Sous l’action du vent les flaques sur l’étang s’élargissent, frangées de formes étranges

Les oiseaux ont froid et visitent le jardin où ils trouvent des noix et des pommes

Et déjà des crocus percent sous la neige

Inondations

Depuis deux semaines il pleut presque tous les jours.

Parfois, le soir un rayon de soleil perce entre les nuages;

Dans les près tous les creux sont envahis par l’eau qui souligne ainsi les quelques haies et rangées d’arbres qui subsistent dans le paysage.

Grues , cigognes et corbeaux freux trouvent plus facilement leur nourriture, vers de terre et mulots chassés de leurs galeries par la montée de l’eau .

Encore des couleurs

Restrictions de déplacement et baisse des températures; trouver de nouveaux sujets est plus difficile. Peu d’oiseaux, quasiment plus d’insectes, il reste quelques fleurs au jardin et quelques champignons le long du chemin de la forêt.

 La relative douceur se prolonge

Il y a même des cornouillers qui refleurissent! Des asters et séneçons illuminent le bord du chemin de leurs étoiles blanches et jaunes.

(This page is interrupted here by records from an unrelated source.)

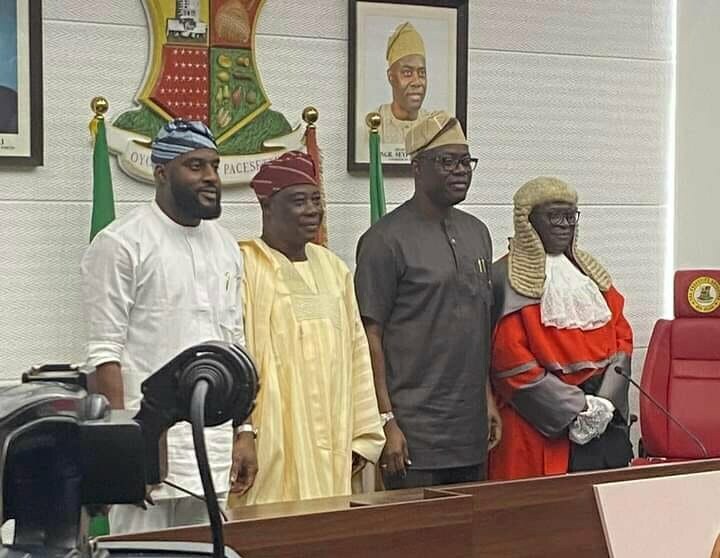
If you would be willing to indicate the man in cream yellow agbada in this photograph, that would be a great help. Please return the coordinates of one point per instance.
(317, 417)
(407, 75)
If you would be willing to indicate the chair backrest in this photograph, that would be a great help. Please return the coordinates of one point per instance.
(682, 370)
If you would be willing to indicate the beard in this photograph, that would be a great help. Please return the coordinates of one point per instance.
(189, 203)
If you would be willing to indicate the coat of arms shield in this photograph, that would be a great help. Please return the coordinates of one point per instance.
(202, 67)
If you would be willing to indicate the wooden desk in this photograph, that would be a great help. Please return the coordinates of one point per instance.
(386, 525)
(553, 516)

Les mousses sur le mur du jardin offrent un monde minuscule de lampions et jeux de lumière.

 Et dans le jardin soucis, cosmos et dahlias étalent leurs enseignes lumineuses pour les insectes, de plus en plus rares.Quelques abeilles et bourdons rescapés  les visitent encore à la recherche de nectar.

 L’abeille collecte aussi du pollen et le bourdon se réfugie dans la corolle de la campanule pour passer la nuit.

 Le feuillage des trembles dessine un paysage pointilliste changeant: à deux jours d’intervalle le feuillage s’éclaircit.